Clearly, this solution has several major drawbacks:

• The original simple idea is completely lost within auxiliary code.
• The code isn't composable. We couldn't use `powerSum` as a building block. Instead, we had to reimplement a more complex variant from scratch.
• In this case we're dealing with a collection of parallel folds, which can be expressed as a fold over a list. But what if our building blocks were more complex sinks, not simple folds? Then there would be no way how to combine them together, even manually.
• We don't want to deal with strictness and evaluation, we want conduit to handle it for us.
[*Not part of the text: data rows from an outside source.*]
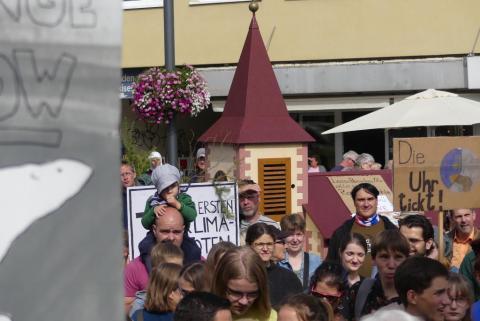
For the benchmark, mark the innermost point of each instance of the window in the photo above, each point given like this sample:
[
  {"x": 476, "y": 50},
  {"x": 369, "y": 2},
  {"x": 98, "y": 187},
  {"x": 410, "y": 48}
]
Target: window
[
  {"x": 194, "y": 2},
  {"x": 138, "y": 4},
  {"x": 274, "y": 180}
]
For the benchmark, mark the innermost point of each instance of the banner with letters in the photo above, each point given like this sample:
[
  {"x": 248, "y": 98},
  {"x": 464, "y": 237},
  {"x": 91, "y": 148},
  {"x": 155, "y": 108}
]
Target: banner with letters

## ZipSinks applicative functor

What we need is a way how to parallelize sinks, combine them so that the input is fed to all of them, and combine the results at the end.

Recall that `ConduitM` is a `Monad` and an `Applicative` and allows to compose conduits using their operations. But the semantic of these instances is different. It's sequential instead of parallel. Expression `condF <*> condX` runs `condF` first, when it finishes it continues with `condX` and then applies the result of `condF` to the result of `condX`.

Therefore conduit-extra has introduced a simple newtype wrapper for `Sink`s

``newtype ZipSink i m r = ZipSink { getZipSink :: Sink i m r }``

which implements `Applicative` with the parallel semantics:

• `pure` creates a sink that doesn't consume any input, just returns a given value;
• `<*>` runs two sinks in parallel until both finish, and then applies the result of the first one to the second one.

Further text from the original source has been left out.